19. Öte yandan, dava tarihi “29.08.2013” olmasına rağmen direnmeye ilişkin karar başlığında “30.03.2015” olarak yazılması mahallinde düzeltilebilir maddi hata olarak değerlendirilmiş ve bozma nedeni yapılmamıştır.

20. Hâl böyle olunca; yerel mahkemece Hukuk Genel Kurulunca da benimsenen Özel Daire bozma kararına uyulması gerekirken, önceki kararda direnilmesi usul ve yasaya aykırıdır.
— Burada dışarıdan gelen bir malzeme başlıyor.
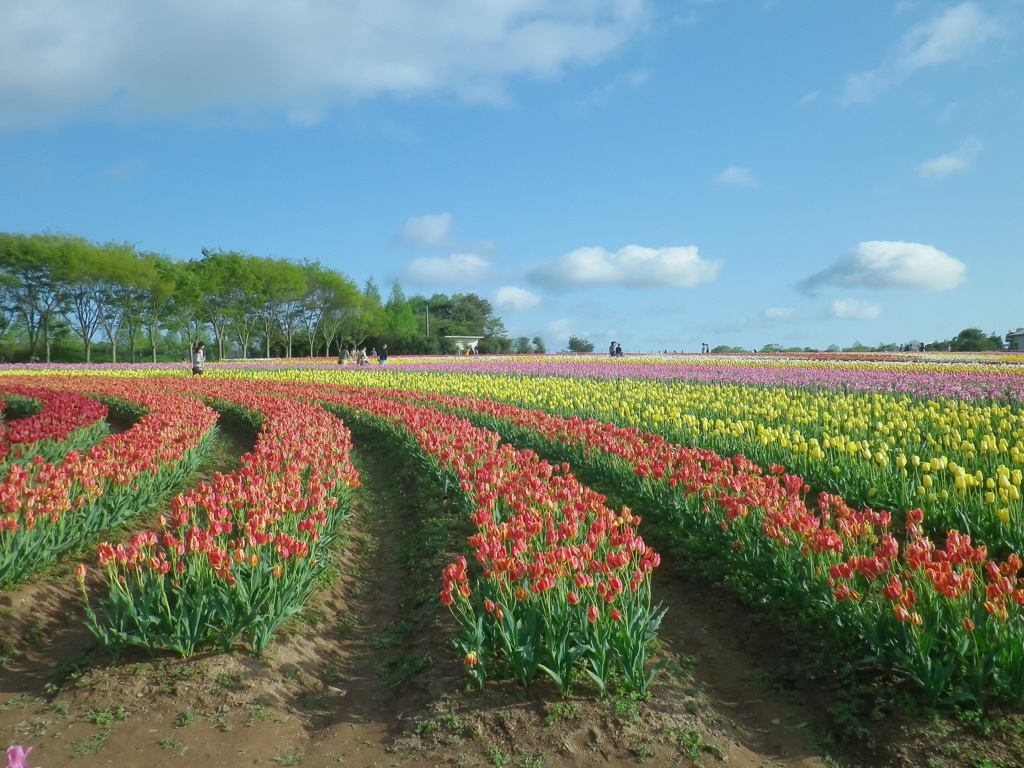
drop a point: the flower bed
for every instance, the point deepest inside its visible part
(561, 582)
(950, 619)
(233, 558)
(67, 421)
(55, 508)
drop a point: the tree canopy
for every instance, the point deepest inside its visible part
(55, 288)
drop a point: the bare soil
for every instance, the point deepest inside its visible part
(366, 676)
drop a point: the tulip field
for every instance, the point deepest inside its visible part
(876, 498)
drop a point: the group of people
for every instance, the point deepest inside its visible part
(360, 356)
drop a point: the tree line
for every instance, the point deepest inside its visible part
(62, 296)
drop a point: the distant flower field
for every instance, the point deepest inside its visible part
(878, 494)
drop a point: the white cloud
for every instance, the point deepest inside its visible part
(61, 59)
(632, 266)
(457, 268)
(426, 230)
(779, 313)
(736, 176)
(890, 264)
(514, 299)
(947, 37)
(126, 170)
(854, 309)
(943, 165)
(560, 331)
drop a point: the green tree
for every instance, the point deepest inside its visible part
(230, 295)
(37, 270)
(158, 296)
(496, 340)
(330, 296)
(282, 287)
(122, 279)
(399, 322)
(80, 290)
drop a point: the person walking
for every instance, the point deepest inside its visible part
(199, 358)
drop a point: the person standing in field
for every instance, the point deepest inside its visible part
(199, 358)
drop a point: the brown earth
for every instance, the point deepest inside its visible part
(366, 676)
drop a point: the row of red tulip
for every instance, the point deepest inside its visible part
(47, 509)
(947, 617)
(561, 582)
(61, 415)
(237, 556)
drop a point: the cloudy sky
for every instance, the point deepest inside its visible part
(658, 172)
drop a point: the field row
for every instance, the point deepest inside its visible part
(553, 582)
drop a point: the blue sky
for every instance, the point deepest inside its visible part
(663, 173)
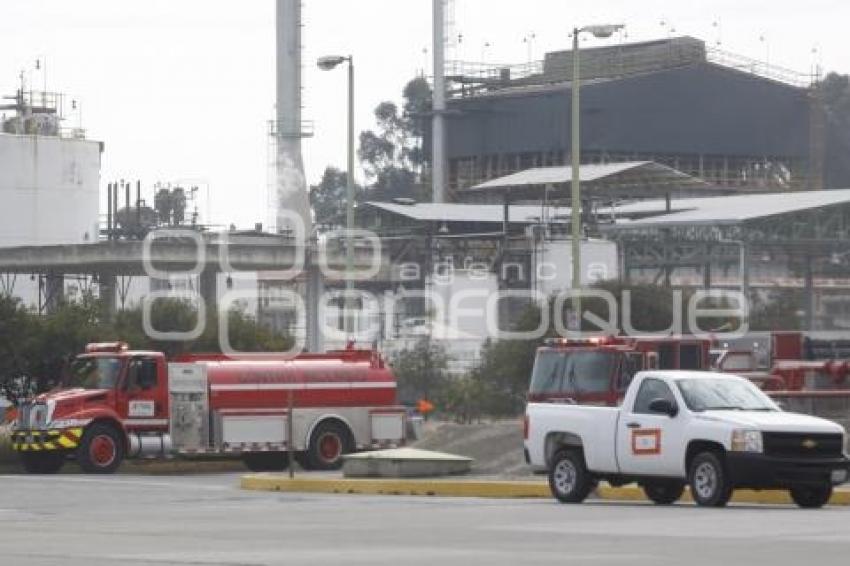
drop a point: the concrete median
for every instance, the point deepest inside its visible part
(487, 488)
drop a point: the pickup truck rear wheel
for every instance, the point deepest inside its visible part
(569, 479)
(710, 483)
(811, 497)
(664, 493)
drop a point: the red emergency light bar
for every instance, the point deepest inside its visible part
(592, 341)
(106, 347)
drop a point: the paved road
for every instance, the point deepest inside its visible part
(127, 520)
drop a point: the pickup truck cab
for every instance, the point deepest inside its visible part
(712, 431)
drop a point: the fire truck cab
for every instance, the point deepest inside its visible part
(115, 403)
(599, 370)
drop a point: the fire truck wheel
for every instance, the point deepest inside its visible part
(101, 450)
(811, 497)
(265, 461)
(48, 463)
(664, 493)
(329, 441)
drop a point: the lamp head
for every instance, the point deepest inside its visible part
(603, 31)
(329, 62)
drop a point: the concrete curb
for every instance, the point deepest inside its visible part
(481, 488)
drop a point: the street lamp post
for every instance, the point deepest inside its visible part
(600, 31)
(326, 64)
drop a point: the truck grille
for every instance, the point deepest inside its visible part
(801, 445)
(32, 416)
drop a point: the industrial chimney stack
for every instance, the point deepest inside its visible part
(289, 187)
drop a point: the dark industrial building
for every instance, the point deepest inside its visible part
(733, 122)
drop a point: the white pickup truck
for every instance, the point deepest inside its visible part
(712, 431)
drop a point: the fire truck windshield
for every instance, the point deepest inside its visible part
(573, 372)
(94, 372)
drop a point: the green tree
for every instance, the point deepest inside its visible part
(421, 372)
(329, 196)
(393, 155)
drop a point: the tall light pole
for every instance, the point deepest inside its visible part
(603, 31)
(326, 64)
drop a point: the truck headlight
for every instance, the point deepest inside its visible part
(747, 441)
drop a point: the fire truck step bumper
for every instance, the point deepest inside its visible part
(46, 440)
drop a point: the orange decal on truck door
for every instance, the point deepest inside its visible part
(646, 441)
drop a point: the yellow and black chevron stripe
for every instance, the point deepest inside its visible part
(42, 440)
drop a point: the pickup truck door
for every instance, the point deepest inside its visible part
(649, 443)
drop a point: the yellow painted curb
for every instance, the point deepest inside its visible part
(481, 488)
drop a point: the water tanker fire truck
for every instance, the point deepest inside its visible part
(117, 403)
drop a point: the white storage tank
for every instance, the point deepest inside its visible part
(48, 190)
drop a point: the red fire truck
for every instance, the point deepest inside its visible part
(787, 361)
(117, 403)
(599, 370)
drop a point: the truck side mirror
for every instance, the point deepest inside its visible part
(663, 407)
(147, 376)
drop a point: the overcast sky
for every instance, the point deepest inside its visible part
(182, 89)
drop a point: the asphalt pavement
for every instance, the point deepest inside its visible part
(137, 520)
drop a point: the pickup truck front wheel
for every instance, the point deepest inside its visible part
(810, 497)
(710, 483)
(569, 479)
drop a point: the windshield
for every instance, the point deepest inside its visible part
(712, 394)
(94, 373)
(572, 372)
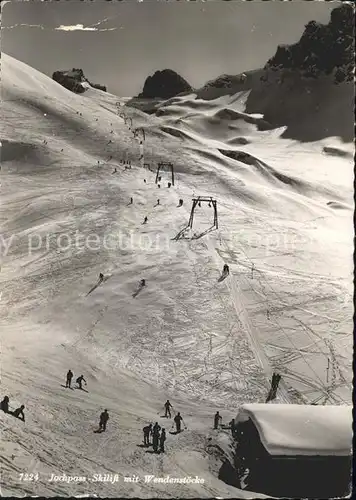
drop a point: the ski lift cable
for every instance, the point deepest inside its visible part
(281, 328)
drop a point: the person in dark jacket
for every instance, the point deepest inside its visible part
(5, 404)
(177, 420)
(155, 437)
(162, 440)
(146, 434)
(104, 417)
(80, 380)
(69, 378)
(217, 420)
(232, 427)
(167, 409)
(18, 413)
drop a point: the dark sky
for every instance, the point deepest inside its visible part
(199, 40)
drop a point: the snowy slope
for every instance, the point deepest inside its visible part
(204, 345)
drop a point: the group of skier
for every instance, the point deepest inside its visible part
(158, 437)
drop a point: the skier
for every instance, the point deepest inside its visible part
(232, 427)
(217, 420)
(162, 440)
(167, 409)
(80, 380)
(69, 378)
(155, 437)
(177, 420)
(104, 417)
(226, 269)
(18, 413)
(5, 404)
(146, 434)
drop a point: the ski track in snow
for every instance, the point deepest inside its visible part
(204, 345)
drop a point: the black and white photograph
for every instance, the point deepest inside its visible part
(176, 249)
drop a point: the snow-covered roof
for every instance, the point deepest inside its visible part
(288, 429)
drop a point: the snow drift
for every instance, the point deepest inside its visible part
(204, 345)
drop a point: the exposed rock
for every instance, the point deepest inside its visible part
(323, 49)
(164, 84)
(75, 80)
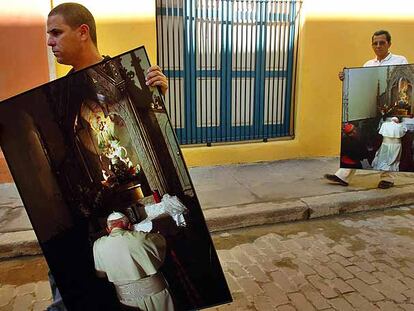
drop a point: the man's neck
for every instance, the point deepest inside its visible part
(87, 60)
(381, 59)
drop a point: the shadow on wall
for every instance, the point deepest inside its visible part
(23, 58)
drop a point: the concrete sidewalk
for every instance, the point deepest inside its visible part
(236, 196)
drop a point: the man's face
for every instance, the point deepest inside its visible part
(63, 40)
(380, 45)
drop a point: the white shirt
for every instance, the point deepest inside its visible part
(391, 59)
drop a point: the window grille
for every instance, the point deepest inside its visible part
(231, 67)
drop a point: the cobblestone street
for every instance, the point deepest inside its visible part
(363, 261)
(356, 262)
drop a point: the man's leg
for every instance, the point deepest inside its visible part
(386, 180)
(57, 304)
(342, 176)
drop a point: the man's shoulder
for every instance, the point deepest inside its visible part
(399, 59)
(391, 59)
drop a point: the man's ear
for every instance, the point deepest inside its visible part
(84, 32)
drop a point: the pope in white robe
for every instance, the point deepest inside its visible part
(131, 260)
(387, 157)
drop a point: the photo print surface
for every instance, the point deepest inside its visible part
(101, 175)
(378, 118)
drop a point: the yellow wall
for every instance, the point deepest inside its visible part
(23, 57)
(334, 34)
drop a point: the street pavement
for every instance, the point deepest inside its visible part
(361, 261)
(238, 196)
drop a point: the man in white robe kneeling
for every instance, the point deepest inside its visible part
(387, 158)
(131, 260)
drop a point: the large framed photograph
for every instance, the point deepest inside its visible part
(101, 175)
(378, 118)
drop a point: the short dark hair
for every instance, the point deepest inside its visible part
(75, 15)
(382, 32)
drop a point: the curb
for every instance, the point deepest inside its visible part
(24, 243)
(220, 219)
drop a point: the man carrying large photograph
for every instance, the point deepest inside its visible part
(72, 36)
(381, 42)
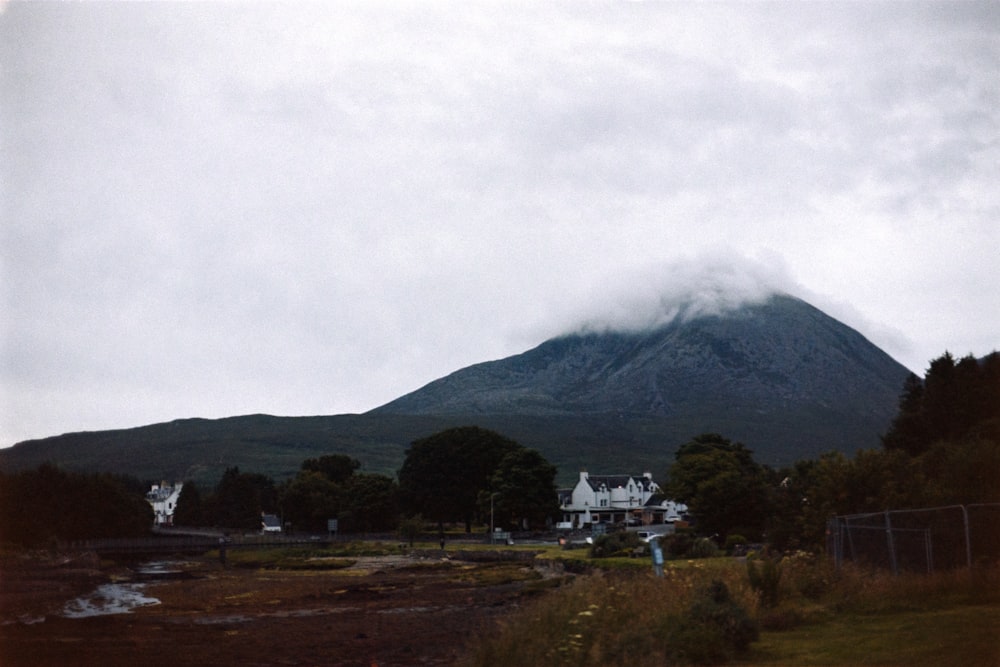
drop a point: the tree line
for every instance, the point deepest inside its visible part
(41, 507)
(942, 448)
(449, 477)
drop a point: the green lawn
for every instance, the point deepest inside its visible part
(967, 635)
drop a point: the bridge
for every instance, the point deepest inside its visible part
(190, 543)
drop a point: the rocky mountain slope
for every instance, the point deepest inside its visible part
(780, 376)
(762, 359)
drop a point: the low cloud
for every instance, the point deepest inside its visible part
(680, 289)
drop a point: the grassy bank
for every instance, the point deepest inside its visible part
(815, 616)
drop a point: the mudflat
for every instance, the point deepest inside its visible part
(379, 611)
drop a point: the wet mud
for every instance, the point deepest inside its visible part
(383, 612)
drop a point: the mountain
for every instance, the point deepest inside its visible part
(780, 376)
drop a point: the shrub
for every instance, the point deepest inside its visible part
(733, 541)
(703, 547)
(713, 629)
(620, 543)
(765, 579)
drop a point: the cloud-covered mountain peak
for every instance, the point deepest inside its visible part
(679, 292)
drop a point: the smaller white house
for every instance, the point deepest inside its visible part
(163, 498)
(269, 523)
(630, 499)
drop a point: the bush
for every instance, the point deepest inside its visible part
(733, 541)
(713, 629)
(703, 547)
(620, 543)
(765, 579)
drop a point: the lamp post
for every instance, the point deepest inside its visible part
(492, 533)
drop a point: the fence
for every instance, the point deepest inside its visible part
(921, 540)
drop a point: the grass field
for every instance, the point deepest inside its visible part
(624, 615)
(967, 635)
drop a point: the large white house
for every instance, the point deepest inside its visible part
(163, 498)
(617, 499)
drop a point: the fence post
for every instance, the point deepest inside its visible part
(891, 543)
(968, 540)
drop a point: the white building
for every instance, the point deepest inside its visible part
(630, 499)
(163, 498)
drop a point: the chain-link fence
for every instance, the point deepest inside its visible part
(921, 540)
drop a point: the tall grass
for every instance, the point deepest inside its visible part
(608, 618)
(636, 619)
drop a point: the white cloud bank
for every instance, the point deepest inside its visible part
(218, 209)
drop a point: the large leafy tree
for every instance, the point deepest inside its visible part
(338, 468)
(371, 503)
(725, 489)
(443, 474)
(190, 510)
(309, 500)
(954, 401)
(523, 489)
(238, 500)
(47, 504)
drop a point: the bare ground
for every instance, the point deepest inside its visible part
(382, 611)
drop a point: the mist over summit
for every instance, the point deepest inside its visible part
(775, 359)
(758, 366)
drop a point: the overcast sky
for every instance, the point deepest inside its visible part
(222, 209)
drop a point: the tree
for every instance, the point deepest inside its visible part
(525, 490)
(337, 468)
(953, 402)
(190, 510)
(443, 474)
(309, 500)
(371, 503)
(721, 484)
(46, 504)
(237, 501)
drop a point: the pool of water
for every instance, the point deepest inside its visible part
(115, 598)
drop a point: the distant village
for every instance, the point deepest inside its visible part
(629, 500)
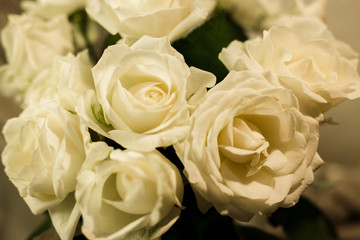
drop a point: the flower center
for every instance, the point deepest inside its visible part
(242, 142)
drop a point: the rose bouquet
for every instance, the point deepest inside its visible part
(171, 119)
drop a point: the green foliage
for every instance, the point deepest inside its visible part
(45, 225)
(202, 47)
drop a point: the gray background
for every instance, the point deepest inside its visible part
(339, 146)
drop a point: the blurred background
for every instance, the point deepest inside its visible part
(337, 187)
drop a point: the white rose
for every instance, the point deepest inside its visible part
(320, 70)
(66, 80)
(50, 8)
(30, 46)
(142, 94)
(134, 19)
(43, 155)
(127, 194)
(257, 15)
(249, 150)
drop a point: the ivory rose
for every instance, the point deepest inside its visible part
(66, 80)
(134, 19)
(249, 149)
(127, 194)
(30, 46)
(42, 157)
(320, 70)
(143, 94)
(257, 15)
(51, 8)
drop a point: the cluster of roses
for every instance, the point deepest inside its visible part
(248, 145)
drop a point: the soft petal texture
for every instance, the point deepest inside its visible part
(321, 71)
(141, 94)
(66, 80)
(134, 19)
(44, 153)
(65, 217)
(249, 149)
(258, 15)
(127, 194)
(31, 44)
(51, 8)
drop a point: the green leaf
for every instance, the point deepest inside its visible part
(202, 47)
(195, 225)
(81, 21)
(251, 233)
(111, 40)
(304, 221)
(45, 225)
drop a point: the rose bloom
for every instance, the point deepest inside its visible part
(320, 70)
(249, 149)
(30, 46)
(42, 157)
(127, 194)
(51, 8)
(134, 19)
(257, 15)
(66, 80)
(143, 94)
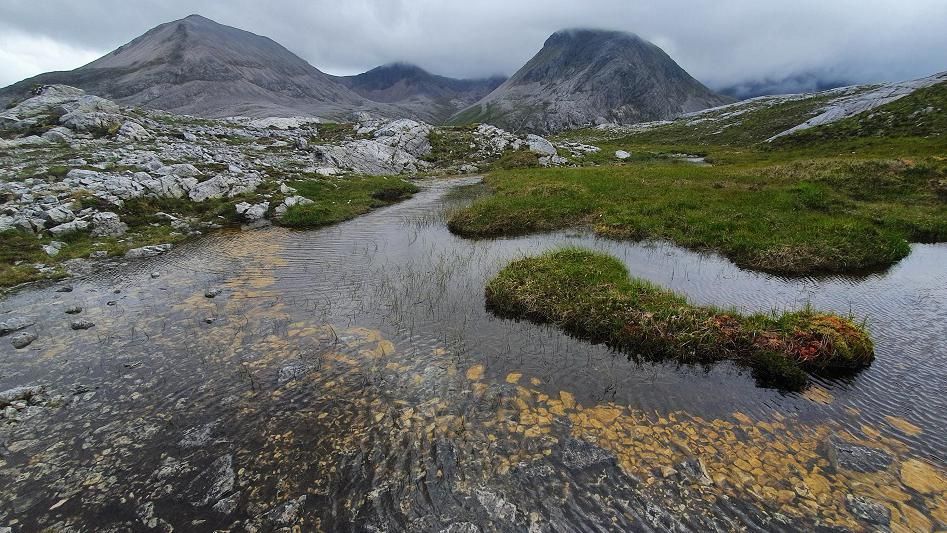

21. Bu nedenle direnme kararı bozulmalıdır.

IV. SONUÇ:

Açıklanan nedenlerle;

Davacı vekilinin temyiz itirazlarının kabulü ile direnme kararının Özel Daire bozma kararında gösterilen nedenlerden dolayı 6100 sayılı Hukuk Muhakemeleri Kanunu’nun geçici 3. maddesi atfıyla uygulanmakta olan 1086 sayılı Hukuk Usulü Muhakemeleri Kanunu’nun 429. maddesi gereğince BOZULMASINA,

İstek hâlinde temyiz peşin harcının yatırana geri verilmesine,

Aynı Kanun’un 440/III-1. maddesi gereğince karar düzeltme yolu kapalı olmak üzere, 23.11.2021 tarihinde oy birliği ile kesin olarak karar verildi.